Yes, but it requires B2B external collaboration to be enabled in Microsoft Entra ID, and the external user must be added as a guest to your tenant. According to Microsoft’s documentation, you also need an account with permissions to add guest users to your Entra tenant. Strongly consider implementing Conditional Access policies that require MFA for guest users before enabling this capability.
What’s the difference between sharing a Power App with a user versus a security group?
Sharing with individual users works for small-scale scenarios, but Microsoft’s sharing documentation supports sharing with security groups, which is far easier to manage at scale. When employees join or leave a team, you update the group membership rather than re-sharing every app individually.
Do external guest users automatically get access to the data behind a shared Power App?

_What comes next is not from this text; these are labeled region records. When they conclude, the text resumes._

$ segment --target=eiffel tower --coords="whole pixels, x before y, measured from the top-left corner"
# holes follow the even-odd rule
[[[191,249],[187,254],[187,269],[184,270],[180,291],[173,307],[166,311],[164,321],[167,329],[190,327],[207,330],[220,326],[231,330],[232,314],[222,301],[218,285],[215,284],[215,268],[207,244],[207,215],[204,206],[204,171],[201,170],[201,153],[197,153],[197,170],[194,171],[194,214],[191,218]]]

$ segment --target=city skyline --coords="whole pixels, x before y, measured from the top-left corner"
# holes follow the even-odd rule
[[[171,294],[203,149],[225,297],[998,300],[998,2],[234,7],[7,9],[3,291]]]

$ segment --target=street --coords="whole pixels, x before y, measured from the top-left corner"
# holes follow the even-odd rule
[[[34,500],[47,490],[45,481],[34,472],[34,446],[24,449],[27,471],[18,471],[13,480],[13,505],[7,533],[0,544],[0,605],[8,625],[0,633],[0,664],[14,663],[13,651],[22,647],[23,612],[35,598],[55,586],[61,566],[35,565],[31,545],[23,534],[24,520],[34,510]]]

No. Sharing the app grants permission to run (or modify) the app itself, but the guest user still needs explicit access to every underlying data source—Dataverse tables, SharePoint lists, SQL databases, etc. This is one of the most frequently misunderstood aspects of Power Apps sharing.

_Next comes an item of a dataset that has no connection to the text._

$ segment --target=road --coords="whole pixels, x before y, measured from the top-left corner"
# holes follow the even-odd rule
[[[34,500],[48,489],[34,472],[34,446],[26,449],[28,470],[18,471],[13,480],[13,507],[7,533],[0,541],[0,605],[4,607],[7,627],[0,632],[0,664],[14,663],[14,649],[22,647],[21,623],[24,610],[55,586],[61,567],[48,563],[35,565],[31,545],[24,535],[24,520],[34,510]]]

What is the Power Platform admin center used for?
The Power Platform admin center is a unified portal for managing environments, data loss prevention policies, analytics, and settings across Power Apps, Power Automate, Power Pages, and other Power Platform services. It’s the primary tool for governance and administration.
Can Power Apps portals expose Dynamics 365 Finance and Operations data to anonymous users?
Technically, yes. Microsoft’s documentation describes how Power Apps portals can be configured with finance and operations, including anonymous access. However, whether this is appropriate depends entirely on what data you’re exposing. Public-facing catalog data is a reasonable use case; financial transaction data is not.
How do I prevent app sprawl in Power Apps?
Start with an environment strategy. Use the Power Platform admin center to control who can create environments, separate development from production workloads, and apply DLP policies to restrict connector combinations. Assign an admin owner who actively monitors and manages the platform—not someone who checks in once a quarter.
The Actionable Takeaway
If your organization is building with Microsoft Power Apps—or planning to—don’t start with the apps. Start with three foundational decisions:
First, define your environment structure. At minimum, separate default, development, and production environments. Configure who can create new environments and who can deploy to production.
Second, write your external sharing policy before the first guest user gets invited. Decide which domains you’ll allow, require MFA through Conditional Access, and document the data-permission checklist that must be completed before any app is shared externally.
Third, assign a named owner for the Power Platform admin center. Not an IT team. A specific person accountable for DLP policies, environment hygiene, and usage analytics.
These three decisions take a few hours to make and implement. Retrofitting them after a year of ungoverned growth takes months. The platform is ready. The question is whether your governance is.